Матерь, в отличии от её подчинённых имела право заводить семью, а муж такой особы автоматически становился персоной наивысшей политической власти. Именно такая супружеская пара и находилась во главе всей степной оравы к тому времени, когда четвёрка молодых горцев во главе с Асаргадом появилась на просторах Дикого Поля.
Целых два дня молодые люди потратили на то, чтобы найти стойбище своего землячества. Хотя, строго говоря, землячество там водилось по их меркам очень приблизительное. Основу его составляли выходцы из народов мидийской империи и орда представляла собой столь же разношёрстную мешанину как и сама империя, подмявшая под себя кучу различных племён и народов. Но кроме подданных мидийской державы в неё входили и вавилоняне и даже лидийцы, в империю не входившие.
Царём, как величал себя глава этой орды являлся эламит. Его клан в орде оказался самый многочисленный и самый сплочённый. Асаргад хорошо знал этот народ, так как проживал он от их по соседству и отголоски культуры, эламские устои построения общества, доходили до их кочевий, так как частенько приходилось сталкиваться с представителями этих городов-государств.
Эламдревнейшее государство, изначально появившееся как город-государство в Сузах. Сами эламиты свою страну называли Хал-Тамти, страна Тамти и к этому времени имели почти трёх тысячелетнюю историю. Уникальный, ни на кого не похожий язык, завораживающая своей необычностью культура, делала их в глазах персидских племён, живших по соседству, некими пришельцами из каких-то других миров.
Персы были так очарованы эламской культурой, что буквально впитывали её в себя стараясь подражать, адаптировав настолько, что будущие историки однозначно называли эламитов предками персов. Хотя на самом деле это не так.
Некогда цветущие и сильные царства Элама в периоды объединения, нагибавшие даже сам Вавилон, к моменту возвышения Мидии стали разрозненными и перецапались в междоусобных войнах. В результате сначала потерпели поражение от ассирийцев, а затем мидийцы перебили их по одиночке, и полностью покорили.
Боевое ядро Элама было уничтожено, но одна из его частичек уцелела и осела вот здесь в далёкой северной степи, образовав вокруг себя мощную и в высшей степени боеспособную ордынскую ячейку.
Звали ордынского царя Теиспа.
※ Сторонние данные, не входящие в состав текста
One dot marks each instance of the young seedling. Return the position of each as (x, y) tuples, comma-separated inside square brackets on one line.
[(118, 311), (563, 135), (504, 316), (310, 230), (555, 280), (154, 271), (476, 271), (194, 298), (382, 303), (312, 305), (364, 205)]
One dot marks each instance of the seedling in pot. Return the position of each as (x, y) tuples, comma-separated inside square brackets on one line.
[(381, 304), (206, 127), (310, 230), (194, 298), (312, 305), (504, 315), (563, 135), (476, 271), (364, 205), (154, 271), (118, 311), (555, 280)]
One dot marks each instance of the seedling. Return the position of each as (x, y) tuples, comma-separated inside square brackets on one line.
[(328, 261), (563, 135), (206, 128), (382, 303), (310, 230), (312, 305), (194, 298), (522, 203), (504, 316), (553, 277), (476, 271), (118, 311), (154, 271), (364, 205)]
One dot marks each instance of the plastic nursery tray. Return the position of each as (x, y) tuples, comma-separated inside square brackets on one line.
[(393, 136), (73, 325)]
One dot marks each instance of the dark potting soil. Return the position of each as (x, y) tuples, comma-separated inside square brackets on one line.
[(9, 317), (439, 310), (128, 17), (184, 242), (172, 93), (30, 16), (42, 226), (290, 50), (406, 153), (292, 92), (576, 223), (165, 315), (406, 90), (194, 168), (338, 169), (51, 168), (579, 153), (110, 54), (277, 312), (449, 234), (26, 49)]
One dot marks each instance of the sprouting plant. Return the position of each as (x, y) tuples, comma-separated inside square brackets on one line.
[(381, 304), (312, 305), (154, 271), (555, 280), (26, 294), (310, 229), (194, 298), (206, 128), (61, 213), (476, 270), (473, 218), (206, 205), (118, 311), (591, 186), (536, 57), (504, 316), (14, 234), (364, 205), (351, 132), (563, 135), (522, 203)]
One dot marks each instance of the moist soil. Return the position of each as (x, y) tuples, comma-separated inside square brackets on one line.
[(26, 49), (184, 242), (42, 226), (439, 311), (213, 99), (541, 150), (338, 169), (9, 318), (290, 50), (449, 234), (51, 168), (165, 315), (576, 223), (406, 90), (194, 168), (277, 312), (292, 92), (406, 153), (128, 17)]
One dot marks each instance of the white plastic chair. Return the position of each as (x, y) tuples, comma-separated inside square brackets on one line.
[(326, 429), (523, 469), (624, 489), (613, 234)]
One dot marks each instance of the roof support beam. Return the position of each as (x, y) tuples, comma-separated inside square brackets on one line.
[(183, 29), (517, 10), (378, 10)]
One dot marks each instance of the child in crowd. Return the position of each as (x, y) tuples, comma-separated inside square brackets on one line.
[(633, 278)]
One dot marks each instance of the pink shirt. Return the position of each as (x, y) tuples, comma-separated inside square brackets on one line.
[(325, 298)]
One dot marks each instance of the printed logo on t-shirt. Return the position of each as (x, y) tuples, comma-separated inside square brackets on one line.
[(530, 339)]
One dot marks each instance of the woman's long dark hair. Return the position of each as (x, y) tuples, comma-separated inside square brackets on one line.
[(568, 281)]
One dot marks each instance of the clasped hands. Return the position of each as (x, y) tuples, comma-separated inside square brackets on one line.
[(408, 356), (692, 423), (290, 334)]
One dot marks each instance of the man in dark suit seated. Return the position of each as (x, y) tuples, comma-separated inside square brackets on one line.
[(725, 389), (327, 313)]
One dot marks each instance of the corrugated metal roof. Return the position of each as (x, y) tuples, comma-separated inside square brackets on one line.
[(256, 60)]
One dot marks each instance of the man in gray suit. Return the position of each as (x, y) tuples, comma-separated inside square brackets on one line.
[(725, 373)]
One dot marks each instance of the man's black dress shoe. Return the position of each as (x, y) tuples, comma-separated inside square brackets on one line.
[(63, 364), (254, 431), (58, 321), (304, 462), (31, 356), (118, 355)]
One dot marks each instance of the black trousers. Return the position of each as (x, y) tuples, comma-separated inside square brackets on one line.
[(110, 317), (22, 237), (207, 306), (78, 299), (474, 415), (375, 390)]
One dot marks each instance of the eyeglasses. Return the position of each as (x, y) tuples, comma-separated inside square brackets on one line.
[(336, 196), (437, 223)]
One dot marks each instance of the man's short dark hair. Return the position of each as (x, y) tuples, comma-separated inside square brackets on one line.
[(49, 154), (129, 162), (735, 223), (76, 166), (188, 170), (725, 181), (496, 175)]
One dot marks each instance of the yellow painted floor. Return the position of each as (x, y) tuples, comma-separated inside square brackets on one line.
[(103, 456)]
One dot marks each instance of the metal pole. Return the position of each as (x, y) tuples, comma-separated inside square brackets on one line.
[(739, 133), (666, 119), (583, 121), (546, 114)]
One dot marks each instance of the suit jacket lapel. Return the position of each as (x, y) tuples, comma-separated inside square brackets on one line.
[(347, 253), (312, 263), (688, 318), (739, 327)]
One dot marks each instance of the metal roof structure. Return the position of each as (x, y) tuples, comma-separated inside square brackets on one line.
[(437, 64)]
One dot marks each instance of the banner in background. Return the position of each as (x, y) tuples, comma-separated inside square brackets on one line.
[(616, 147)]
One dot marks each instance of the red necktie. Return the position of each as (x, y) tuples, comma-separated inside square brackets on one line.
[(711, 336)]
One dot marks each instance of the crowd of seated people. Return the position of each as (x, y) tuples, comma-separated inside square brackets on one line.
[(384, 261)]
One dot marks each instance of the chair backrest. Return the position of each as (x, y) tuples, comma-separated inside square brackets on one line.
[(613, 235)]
На вид выглядел лет на сорок, но сколько точно лет, никто не знал, в том числе и он сам. Ухоженная и аккуратно подстриженная копна чёрных с проседью волос, окладистая борода и усы, также тщательно ухоженные. Вся растительность на голове и лице завита мелкими кудряшками по последней моде цивилизованных народов арийского нагорья. Одеяние главаря выглядело настолько дорогим и вычурным, что вид он имел поистине царский.
Лицо чистое, моложавое, сразу видно, что его вместо степного ветра с пылью и палящим солнцем больше касались умелые женские руки, хорошо знакомые с косметикой того времени. Ничто не выдавало в нём воина, кроме рук.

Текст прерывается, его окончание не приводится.